Flaw of Averages: Probability Management in Action
By Sanjay Saigal
Handling uncertainty represents the most significant need in converting quantitative insight into profitable action. Yet, explicitly incorporating uncertainty into analytics continues to present theoretical and practical challenges. Because computational results are tied so closely to model inputs, stochastic approaches require the modeler to make strong, sometime unwarranted, assumptions on key inputs such as probability distributions. When such assumptions are challenged by subject-matter experts and end-users, it is difficult to reanalyze and regroup because stochastic methods are typically computationally intensive.
Two OR/MS Today articles   by Savage, Scholtes and Zweidler introduced Probability Management, a new analytic framework for fast and robust stochastic analysis, in 2006. The first article described the key motivation for explicitly integrating uncertainty into decision-making: the outcome at the expected (or average) input is unlikely to be the expected outcome, which Savage cleverly rebranded as “the Flaw of Averages” . To address the shortcomings of average cases analysis, the authors called for “a shift in information management, from single numbers to probability distributions.” In addition, the article listed the technological, informational and managerial foundations of the field, such as interactive simulation, stochastic libraries in the form of SIPs and SLURPs, and introduced the idea of distributions certified by a “Chief Probability Officer.”
The second article expanded on interactive simulation and on the replacement of classical probability distributions by stochastic libraries. At the simplest level, stochastic libraries are pre-generated random trials that “approximate” stochastic inputs. But as likely, they could be outputs of simulation and optimization models. The magic in their simplicity is that unlike distribution formulas, uncertainties expressed as stochastic libraries are additive!
Probability Management has made a great deal of progress in the three years since the two articles were published. In addition to numerous projects that have profitably leveraged its concepts, software vendors have begun to provide native support for stochastic libraries, and quite impressively, the user community has begun to frame a best practices- based implementation methodology. Given the rapid pace of developments, an update seems warranted.
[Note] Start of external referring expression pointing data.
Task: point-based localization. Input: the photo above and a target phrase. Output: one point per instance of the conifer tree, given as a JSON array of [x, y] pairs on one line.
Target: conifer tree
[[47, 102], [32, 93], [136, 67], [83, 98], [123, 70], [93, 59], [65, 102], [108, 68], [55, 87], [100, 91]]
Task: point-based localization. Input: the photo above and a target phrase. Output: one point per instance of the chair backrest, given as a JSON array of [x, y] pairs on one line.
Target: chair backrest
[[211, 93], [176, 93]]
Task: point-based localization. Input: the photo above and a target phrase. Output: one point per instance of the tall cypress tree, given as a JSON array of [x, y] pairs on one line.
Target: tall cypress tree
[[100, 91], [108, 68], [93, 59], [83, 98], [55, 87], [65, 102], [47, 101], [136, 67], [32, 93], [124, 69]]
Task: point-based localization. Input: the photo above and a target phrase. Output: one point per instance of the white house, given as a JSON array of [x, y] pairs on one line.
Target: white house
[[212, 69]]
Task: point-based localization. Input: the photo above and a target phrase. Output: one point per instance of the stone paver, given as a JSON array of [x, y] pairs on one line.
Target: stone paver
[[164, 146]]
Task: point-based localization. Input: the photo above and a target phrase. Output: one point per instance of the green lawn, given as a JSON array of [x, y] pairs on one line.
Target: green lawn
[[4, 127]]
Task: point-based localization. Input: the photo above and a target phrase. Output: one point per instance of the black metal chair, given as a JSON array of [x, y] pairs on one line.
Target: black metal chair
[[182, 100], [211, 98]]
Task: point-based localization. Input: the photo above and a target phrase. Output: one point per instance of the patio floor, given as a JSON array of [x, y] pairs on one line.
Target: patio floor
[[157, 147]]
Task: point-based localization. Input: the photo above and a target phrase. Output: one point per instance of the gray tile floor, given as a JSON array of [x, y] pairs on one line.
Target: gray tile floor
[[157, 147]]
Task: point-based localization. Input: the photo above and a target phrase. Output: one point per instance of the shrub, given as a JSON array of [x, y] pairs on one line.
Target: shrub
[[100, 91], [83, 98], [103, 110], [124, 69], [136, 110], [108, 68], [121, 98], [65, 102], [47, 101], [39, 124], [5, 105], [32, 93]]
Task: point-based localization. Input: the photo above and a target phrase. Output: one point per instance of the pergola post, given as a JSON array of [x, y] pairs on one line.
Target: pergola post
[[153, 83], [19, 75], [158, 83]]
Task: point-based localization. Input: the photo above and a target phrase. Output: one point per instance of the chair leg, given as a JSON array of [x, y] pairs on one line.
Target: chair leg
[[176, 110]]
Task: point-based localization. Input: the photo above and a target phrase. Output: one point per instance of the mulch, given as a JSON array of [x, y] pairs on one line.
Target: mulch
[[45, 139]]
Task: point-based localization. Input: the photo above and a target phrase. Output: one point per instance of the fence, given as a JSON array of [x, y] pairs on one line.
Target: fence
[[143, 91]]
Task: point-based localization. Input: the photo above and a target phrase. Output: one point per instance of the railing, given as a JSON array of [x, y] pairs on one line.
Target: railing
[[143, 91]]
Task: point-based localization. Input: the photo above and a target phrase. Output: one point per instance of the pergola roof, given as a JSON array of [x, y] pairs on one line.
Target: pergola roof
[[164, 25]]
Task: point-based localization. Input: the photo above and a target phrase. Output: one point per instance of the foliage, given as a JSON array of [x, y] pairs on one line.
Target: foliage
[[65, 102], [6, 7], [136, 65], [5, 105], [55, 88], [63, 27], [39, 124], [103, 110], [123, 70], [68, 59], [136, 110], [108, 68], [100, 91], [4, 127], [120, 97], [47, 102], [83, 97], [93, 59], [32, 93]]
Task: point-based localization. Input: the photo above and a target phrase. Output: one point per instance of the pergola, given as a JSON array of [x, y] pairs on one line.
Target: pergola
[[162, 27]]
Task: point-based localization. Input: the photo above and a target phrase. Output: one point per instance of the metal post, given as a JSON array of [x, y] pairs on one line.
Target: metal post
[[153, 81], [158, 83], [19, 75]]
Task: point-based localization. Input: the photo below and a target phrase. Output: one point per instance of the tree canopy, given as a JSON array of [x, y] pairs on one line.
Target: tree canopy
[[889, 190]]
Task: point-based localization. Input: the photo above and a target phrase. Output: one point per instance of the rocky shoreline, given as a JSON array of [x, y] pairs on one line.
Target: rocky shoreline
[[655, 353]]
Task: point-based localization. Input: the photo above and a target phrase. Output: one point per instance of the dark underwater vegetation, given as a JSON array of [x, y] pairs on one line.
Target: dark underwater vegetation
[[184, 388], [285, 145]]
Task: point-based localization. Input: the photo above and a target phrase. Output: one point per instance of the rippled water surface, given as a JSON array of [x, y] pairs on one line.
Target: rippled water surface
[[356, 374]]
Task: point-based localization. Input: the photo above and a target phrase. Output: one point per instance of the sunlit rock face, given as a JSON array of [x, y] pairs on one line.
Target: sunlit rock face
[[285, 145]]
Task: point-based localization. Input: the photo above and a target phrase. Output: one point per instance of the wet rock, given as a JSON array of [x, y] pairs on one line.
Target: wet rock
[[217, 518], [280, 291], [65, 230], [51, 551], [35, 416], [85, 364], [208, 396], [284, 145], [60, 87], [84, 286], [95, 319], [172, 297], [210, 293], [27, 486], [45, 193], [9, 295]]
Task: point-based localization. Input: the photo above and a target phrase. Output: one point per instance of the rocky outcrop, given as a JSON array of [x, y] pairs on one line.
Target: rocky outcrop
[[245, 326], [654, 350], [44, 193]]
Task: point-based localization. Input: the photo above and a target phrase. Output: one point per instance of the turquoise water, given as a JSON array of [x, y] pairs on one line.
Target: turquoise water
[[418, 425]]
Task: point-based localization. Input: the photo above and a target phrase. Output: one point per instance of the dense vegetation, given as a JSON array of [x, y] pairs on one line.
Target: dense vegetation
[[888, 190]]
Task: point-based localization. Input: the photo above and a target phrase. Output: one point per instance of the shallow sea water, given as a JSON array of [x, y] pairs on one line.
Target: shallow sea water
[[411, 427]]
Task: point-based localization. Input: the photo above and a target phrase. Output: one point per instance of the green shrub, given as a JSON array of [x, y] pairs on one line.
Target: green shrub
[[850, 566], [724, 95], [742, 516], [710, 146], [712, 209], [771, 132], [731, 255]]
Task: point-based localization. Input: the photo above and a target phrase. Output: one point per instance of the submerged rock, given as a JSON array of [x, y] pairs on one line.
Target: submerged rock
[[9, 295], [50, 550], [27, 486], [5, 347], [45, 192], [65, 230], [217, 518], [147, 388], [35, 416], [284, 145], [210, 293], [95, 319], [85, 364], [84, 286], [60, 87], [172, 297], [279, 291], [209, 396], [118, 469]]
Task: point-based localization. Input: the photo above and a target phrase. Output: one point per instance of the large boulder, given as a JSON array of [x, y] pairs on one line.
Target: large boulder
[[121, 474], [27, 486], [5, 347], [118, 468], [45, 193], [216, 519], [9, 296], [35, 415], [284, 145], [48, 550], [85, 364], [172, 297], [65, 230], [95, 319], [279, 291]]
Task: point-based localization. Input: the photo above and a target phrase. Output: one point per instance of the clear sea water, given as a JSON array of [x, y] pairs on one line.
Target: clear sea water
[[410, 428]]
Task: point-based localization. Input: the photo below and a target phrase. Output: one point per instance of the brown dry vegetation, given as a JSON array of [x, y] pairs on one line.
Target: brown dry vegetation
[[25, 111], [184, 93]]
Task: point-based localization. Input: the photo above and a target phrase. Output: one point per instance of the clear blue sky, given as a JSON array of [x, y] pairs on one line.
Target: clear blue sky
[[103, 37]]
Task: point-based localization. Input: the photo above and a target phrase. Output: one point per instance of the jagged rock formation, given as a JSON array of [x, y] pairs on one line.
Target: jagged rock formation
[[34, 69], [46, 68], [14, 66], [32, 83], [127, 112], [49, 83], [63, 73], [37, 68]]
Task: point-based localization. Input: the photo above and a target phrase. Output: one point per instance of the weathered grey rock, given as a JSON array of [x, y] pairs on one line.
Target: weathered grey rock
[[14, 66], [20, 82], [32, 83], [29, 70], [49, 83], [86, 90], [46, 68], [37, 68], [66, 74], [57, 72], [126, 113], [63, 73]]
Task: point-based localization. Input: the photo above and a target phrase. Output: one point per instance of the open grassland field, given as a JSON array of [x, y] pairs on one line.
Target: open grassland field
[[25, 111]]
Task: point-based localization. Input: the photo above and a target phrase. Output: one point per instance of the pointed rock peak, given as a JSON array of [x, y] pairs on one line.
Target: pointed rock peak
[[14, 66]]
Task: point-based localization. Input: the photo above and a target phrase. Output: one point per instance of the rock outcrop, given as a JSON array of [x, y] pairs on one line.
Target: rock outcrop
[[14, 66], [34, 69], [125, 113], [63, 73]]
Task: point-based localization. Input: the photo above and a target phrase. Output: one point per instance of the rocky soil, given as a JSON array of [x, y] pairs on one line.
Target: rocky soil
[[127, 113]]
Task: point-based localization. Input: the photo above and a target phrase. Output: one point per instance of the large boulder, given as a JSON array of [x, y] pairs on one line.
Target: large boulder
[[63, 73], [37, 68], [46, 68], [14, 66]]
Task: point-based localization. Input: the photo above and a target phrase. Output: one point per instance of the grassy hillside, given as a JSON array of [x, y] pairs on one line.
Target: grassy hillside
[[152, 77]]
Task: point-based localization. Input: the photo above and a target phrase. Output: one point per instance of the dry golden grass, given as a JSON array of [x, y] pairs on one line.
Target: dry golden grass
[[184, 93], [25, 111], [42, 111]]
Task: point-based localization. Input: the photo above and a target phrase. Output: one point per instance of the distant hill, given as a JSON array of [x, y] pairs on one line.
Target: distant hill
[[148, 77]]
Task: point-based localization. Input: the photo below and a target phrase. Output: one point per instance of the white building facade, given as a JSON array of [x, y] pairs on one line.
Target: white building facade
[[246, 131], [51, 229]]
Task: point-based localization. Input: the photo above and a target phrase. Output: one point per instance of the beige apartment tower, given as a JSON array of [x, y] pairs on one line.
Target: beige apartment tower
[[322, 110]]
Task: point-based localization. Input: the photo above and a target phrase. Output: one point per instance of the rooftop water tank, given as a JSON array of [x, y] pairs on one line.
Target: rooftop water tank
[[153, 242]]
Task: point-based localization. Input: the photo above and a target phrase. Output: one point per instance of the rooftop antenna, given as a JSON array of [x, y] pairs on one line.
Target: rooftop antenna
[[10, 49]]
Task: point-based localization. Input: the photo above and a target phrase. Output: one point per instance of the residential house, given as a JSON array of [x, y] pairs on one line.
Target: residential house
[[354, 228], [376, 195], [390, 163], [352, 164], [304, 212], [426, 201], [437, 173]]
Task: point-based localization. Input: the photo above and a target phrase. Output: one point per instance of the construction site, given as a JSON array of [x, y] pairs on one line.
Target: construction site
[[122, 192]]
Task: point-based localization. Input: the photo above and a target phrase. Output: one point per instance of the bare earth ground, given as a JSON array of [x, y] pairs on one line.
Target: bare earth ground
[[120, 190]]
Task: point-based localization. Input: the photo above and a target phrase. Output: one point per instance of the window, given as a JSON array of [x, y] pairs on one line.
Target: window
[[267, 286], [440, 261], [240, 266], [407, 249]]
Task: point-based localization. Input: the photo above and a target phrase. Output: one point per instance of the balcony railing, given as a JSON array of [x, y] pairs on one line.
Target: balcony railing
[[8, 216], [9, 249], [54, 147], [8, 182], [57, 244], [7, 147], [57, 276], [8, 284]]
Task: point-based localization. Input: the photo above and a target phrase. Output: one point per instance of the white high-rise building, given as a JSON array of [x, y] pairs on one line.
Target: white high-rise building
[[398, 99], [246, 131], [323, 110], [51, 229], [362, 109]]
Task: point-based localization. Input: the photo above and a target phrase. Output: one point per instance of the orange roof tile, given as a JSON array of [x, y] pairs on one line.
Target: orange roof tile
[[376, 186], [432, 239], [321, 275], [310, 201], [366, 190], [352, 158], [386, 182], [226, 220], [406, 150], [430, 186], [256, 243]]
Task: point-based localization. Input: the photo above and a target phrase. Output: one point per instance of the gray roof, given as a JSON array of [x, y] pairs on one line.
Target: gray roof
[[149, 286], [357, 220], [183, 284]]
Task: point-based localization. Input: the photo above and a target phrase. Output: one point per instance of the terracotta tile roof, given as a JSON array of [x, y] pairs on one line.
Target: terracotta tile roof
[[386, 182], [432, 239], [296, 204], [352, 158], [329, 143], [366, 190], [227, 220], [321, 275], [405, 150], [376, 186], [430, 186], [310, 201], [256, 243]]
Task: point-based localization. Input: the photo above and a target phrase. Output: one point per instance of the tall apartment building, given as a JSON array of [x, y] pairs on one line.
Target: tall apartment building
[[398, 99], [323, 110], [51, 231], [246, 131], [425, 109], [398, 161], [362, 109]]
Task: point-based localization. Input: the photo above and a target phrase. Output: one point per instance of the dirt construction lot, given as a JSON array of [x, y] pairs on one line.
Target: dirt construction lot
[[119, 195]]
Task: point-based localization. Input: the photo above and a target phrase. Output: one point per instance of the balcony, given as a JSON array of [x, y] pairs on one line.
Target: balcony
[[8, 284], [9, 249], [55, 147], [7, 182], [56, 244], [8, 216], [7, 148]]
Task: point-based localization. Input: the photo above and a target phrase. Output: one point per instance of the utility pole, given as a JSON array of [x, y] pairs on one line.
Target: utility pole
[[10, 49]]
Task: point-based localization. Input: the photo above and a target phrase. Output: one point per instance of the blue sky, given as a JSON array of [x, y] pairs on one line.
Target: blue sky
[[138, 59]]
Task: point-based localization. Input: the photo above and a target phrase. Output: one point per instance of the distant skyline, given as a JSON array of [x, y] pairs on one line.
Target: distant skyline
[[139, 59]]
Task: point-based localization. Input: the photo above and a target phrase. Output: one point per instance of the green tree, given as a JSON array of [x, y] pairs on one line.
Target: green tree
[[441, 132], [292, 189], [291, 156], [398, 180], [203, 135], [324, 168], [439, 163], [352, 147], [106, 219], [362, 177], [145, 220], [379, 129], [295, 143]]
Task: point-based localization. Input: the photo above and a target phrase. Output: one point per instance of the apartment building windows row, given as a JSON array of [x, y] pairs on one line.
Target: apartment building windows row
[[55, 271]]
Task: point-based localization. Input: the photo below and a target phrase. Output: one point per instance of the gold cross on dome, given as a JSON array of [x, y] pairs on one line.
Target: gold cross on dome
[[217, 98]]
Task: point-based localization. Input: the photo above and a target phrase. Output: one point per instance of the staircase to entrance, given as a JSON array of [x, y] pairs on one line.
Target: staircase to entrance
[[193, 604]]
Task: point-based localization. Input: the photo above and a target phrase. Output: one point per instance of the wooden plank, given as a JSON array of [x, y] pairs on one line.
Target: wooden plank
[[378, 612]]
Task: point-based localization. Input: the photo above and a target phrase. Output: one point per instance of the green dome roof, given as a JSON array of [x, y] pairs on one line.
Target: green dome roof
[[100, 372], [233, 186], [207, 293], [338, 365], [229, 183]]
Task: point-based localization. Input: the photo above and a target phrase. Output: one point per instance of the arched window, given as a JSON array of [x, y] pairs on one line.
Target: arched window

In the remainder of this article, we mention some successful implementation, list available and announced tools (software and hardware) enablers, and lay out the elements of an implementation methodology.
The Proof of the Pudding
Probability Management has helped Shell Oil’s Exploration and Production (E&P) division move the energy giant from “a highly decentralized business with regional allegiances and reward systems to a single centralized organization managing a large portfolio of exploration opportunities” . Critical to this reorientation, from sequential (best first) project selection to global portfolio management, is an “exploration cockpit” that incorporates simulation and optimization, as well as newly developed Probability Management tools such as “distribution strings” (DISTs), a modularized data format. (More on DISTs later.) Since it was developed in 2003, the model has undergone multiple upgrades while continuously supporting Shell’s worldwide exploration portfolio.
Probability Management posits the standardization of common uncertainties within an organization through stochastic libraries . The Olin Corporation, a major manufacturer of copper alloys, chemicals and other products, used this idea to coordinate otherwise unsynchronized functions of the company . In one case, an Olin plant was frequently unable to meet customer demand, even though separate models for production and logistics had showed that capacity was more than adequate. A coupled stochastic model revealed how the interaction worked to limit the capability of the system as a whole, well below expectations.
Using interactive simulation that encoded how line personnel actually ran their respective silos, the Probability Management-savvy staff helped formulate organic policies that everyone could buy into. As a result, stochastic analysis is replacing average-based “steady state” calculations as the default at Olin.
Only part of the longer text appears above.